Pakistan: 10-14 days before the breaking point
Pakistan imports 70-80% of its oil and 99% of its LNG from Qatar and the UAE. Its strategic reserves cover 10-14 days — compared to 65-70 days for India. Ogra (the petroleum regulator) ordered LPG rationing in the third week of March (see our analysis).
The impact extends well beyond fuel. The textile industry — Pakistan's top export sector, accounting for 60% of foreign currency earnings — depends on gas to power its factories. Gas cuts mean shuttered plants, canceled orders, and workers laid off. In 2023, a similar energy crisis cost $2 billion in lost textile exports.
Philippines: state of calamity
Agusan del Sur province has declared a state of calamity — a legal designation that unlocks emergency funds. 95% of Philippine crude oil comes from the Persian Gulf.

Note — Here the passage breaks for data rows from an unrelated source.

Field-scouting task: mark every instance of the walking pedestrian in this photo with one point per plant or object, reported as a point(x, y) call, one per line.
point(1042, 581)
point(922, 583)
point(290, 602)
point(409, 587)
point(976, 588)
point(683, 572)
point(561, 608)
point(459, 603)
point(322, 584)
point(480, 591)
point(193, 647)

Reserves cover 50-60 days, but distribution is uneven: Manila is supplied, rural provinces are not.
Rappler documents the impact on tricycles and jeepneys — the informal public transport that moves 60% of Filipinos. Roel Gaano, a tricycle driver in San Francisco (Agusan del Sur), used to earn 500 pesos a day. Since March, he no longer goes out. His story is that of millions of informal workers whose income depends directly on fuel prices.
Indonesia: mandatory remote work
Jakarta mandates remote work on Fridays for civil servants and encourages the private sector to follow suit. The goal: reduce transport fuel consumption by 15-20%. Indonesia imports 37% of its gas and 30% of its LPG from the Gulf. Reserves: 23 days.